FILE - Passengers walk into the Departures entrance at the North Terminal of Gatwick Airport near Crawley, just south of London, Wednesday, July 22, 2020. Hundreds of thousands of British vacationers face possible disruption to their travel plans at the start of the school summer holidays, after almost 1,000 workers at Gatwick Airport voted to strike in a dispute over pay. The Unite union said it members, including baggage handlers and check-in staff, who are employed by four private contractors will walk out for four days from July 28 and again for a four-day stretch from Aug. 4. Hundreds of thousands of British vacationers face possible disruption to their travel plans at the start of the school summer holidays, after almost 1,000 workers at Gatwick Airport voted to strike in a dispute over pay.

The union said members of baggage handlers and check-in staff, employed by four private firms, will walk out for four days from July 28 and again for a four-day stretch from Aug. 4.

The union said the strike will inevitably lead to disruption to flights at the height of the summer holiday season after the school year has ended. The airlines affected are British Airways, easyJet, Ryanair, TUI, WestJet and Wizz Air.

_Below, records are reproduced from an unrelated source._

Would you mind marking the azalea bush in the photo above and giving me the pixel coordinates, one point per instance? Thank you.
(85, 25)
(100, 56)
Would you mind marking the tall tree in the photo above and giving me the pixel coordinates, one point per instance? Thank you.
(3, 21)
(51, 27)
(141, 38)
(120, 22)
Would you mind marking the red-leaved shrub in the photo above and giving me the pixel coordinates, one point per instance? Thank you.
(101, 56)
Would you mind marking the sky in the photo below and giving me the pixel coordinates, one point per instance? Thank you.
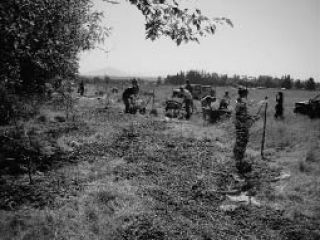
(269, 37)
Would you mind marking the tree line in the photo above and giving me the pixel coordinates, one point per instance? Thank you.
(263, 81)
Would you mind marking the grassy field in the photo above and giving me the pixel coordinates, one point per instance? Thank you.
(147, 177)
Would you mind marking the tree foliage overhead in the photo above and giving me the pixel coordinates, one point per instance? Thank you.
(167, 18)
(42, 38)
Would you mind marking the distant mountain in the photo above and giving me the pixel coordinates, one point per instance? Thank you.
(109, 71)
(117, 74)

London's second-busiest airport, Gatwick, is located just south of Heathrow, and is a focus in the summer to Europe's beach resorts in the Mediterranean.

A total of 4,410 flights are scheduled to depart Gatwick across all the strike days, equating to more than 840,000 seats.

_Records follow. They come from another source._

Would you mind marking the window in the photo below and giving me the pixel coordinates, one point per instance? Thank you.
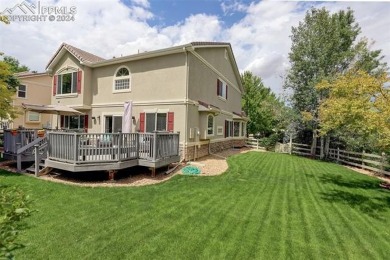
(122, 80)
(243, 131)
(210, 125)
(222, 89)
(113, 124)
(33, 117)
(67, 83)
(228, 128)
(156, 122)
(22, 91)
(236, 126)
(73, 122)
(220, 130)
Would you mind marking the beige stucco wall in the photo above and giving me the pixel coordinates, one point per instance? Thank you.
(97, 125)
(161, 78)
(219, 59)
(203, 87)
(38, 91)
(67, 64)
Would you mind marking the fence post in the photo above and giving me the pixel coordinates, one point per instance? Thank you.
(383, 162)
(76, 147)
(120, 136)
(338, 154)
(18, 158)
(36, 157)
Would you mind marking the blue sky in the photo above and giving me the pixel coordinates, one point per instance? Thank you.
(257, 30)
(170, 12)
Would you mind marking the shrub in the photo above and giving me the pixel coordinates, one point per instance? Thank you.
(270, 141)
(14, 208)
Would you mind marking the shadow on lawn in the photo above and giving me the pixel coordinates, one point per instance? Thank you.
(348, 183)
(351, 194)
(372, 206)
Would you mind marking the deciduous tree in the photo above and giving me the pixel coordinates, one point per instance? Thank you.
(358, 105)
(324, 45)
(263, 108)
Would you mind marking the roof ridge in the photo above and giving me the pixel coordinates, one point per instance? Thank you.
(81, 54)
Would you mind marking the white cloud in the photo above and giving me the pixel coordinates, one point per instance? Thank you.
(231, 6)
(199, 27)
(143, 3)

ASC, Menzies Aviation, GGS and DHL Services are involved in the dispute, which conduct outsourced operations for airlines, such as ground handling, baggage handling and check-in. Unite said it has been in negotiations with the four companies since January.

As part of Unite's unyielding focus on the jobs, pay and condition of its members, Graham said, the union has drawn a line in the sand and is committed to eradicating the scourge of low pay at the airport.

Over the past couple of months, Britain has seen a number of strikes as workers try to get wage increases that at least maintain inflation. Although inflation has fallen, it is still at 8.7 percent. The majority of workers set to strike will be paid an average of $15.50 a hour, the union said.

With strikes, staff shortages and airspace closures related to Russia's full-scale invasion of Ukraine, Gatwick, like other airports in Europe, is already experiencing major disruption due to air traffic control restrictions.

We are aware of the recent ballot result and will support our airlines with their contingency plans to ensure that flights operate as scheduled, the airport's spokeswoman said.